Constable Charles Mc Gee a young man in his early twenties from Inishbofin Island who was a member of the Royal Irish Costabulary (RIC) and who was killed at Castlebellingham, County Louth on Easter Monday 1916 on the first day of the Easter Rising.
He cycled into the village of Castlebellingham that day where he found a group of Irish Volunteers under the command of Belfast Engineer, Seán Mac Entee who was later a T.D. and a Government Minister in a number of Fianna Fáil governments. A number of cars had been commandeered and the Irish Volunteers were about to move off in those cars.
There were a few policemen held prisoner by this group of Irish Volunteers. Mac Entee was getting into one of the cars and as he did so at least two shots rang out. Lieutenant Dunville was shot but not fatally. Charles Mc Gee was shot and died at the scene. Mc Entee should have not got into the car until the others were already in the car.

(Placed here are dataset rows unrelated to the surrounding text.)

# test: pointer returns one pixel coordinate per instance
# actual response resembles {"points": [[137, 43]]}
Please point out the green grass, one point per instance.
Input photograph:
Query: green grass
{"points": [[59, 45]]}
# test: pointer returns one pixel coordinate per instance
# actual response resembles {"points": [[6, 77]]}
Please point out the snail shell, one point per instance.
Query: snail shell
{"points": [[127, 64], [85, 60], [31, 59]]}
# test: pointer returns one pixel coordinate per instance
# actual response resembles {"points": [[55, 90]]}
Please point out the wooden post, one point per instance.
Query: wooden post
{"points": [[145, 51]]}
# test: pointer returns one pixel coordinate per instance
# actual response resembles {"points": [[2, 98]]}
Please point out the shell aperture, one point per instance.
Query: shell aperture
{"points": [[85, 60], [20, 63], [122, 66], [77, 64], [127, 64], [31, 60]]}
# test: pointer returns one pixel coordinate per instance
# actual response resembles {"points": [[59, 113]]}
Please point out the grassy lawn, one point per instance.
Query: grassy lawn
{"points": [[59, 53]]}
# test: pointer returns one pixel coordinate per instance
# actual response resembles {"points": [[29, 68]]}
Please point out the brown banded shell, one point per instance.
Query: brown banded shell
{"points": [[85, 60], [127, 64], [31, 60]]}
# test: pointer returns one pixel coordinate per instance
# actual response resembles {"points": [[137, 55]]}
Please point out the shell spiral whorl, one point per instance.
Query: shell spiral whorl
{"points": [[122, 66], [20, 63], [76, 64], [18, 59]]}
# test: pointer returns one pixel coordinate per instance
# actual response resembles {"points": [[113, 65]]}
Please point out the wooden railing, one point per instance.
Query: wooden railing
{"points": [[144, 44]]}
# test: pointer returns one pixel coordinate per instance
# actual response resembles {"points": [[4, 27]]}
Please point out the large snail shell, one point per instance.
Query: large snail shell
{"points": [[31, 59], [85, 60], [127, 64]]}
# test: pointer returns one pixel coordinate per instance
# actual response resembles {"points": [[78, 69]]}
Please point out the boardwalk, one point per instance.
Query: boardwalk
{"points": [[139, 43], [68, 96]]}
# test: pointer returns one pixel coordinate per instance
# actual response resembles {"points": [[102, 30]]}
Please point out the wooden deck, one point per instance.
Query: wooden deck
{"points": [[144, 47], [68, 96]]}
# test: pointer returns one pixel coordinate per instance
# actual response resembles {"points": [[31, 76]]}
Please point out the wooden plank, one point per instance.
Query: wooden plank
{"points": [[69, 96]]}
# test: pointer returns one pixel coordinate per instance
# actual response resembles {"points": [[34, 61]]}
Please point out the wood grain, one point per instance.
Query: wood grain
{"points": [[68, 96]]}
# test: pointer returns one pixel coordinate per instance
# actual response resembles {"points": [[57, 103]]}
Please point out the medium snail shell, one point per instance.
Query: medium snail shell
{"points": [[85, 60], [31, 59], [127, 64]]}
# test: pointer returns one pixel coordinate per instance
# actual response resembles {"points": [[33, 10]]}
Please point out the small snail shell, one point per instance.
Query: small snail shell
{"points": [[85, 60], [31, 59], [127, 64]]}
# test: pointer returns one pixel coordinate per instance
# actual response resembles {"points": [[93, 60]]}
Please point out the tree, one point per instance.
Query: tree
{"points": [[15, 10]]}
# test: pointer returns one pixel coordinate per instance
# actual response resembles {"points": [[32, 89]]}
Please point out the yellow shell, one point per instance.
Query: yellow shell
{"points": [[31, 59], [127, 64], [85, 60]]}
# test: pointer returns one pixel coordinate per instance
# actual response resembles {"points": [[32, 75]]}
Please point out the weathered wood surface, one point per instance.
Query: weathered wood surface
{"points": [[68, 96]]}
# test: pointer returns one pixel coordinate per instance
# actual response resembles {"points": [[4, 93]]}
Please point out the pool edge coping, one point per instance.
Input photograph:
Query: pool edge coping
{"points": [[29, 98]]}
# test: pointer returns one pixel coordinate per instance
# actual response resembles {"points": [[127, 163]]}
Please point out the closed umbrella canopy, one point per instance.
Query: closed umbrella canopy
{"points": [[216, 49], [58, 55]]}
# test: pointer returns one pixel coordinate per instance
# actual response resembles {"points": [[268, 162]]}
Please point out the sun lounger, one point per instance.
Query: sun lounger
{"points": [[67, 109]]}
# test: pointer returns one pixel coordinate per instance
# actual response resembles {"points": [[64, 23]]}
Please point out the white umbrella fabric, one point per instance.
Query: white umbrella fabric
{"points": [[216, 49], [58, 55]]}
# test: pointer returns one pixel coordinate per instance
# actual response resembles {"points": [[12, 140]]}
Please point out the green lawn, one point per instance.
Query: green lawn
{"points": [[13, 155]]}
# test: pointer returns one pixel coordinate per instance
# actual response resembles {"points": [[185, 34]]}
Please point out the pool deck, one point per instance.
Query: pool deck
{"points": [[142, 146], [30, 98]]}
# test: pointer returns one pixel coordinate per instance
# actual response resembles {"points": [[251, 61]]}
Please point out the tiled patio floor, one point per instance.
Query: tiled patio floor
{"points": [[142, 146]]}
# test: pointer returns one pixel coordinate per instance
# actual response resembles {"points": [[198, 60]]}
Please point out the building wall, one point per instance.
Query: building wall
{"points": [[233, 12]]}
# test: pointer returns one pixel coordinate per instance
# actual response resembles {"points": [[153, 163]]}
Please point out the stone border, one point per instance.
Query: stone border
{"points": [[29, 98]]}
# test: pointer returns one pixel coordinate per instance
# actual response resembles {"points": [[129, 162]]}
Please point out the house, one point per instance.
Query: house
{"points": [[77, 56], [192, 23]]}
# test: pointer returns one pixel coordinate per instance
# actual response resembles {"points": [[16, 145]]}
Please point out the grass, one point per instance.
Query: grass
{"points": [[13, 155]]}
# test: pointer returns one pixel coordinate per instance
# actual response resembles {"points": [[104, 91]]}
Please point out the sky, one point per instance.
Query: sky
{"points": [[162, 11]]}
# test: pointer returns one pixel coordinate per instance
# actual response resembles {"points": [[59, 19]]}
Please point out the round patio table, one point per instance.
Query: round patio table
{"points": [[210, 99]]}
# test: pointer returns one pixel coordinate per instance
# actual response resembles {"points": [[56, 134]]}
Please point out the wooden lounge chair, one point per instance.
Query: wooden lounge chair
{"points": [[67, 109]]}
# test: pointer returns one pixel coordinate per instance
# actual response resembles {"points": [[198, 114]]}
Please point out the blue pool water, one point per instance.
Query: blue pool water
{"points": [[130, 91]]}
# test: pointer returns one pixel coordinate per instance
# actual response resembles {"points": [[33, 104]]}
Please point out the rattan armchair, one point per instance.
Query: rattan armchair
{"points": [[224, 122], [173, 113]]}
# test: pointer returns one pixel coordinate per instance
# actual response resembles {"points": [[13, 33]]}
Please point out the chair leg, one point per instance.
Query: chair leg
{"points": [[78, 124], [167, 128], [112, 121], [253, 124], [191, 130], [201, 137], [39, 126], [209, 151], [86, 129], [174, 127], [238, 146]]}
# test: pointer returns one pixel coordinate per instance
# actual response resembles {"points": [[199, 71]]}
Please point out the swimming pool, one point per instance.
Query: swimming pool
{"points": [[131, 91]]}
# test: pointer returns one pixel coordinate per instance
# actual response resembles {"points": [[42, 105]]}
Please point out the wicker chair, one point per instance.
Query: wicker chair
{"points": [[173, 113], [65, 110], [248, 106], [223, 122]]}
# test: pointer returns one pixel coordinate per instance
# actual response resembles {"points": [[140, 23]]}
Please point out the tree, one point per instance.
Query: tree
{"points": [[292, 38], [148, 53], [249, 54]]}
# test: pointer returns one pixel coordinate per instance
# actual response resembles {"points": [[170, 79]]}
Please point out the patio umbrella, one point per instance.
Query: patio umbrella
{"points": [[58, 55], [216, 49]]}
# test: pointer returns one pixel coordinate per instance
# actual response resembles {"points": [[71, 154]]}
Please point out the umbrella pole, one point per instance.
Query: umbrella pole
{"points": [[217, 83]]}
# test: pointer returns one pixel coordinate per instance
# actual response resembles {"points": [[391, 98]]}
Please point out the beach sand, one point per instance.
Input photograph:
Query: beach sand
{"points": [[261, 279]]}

The group he was in charge of had already proved to be undisciplined and had discharged a gun that almost shot one of their own. Seán Mc Entees daughter, Maire Mac An tSaoi, who was an Irish language poet of great reputation, said in an interview she gave towards the end of her life that the killing of Charles Mc Gee was something that troubled her father all of his life. Both Charles Mc Gee and Lieutenant Robert Dunville were prisoners and unarmed. Lieutenant Dunville, of the Dunville Whiskey family in Belfast, died in his late 20s and his death may have been hastened by the injury he received at Castlebellingham.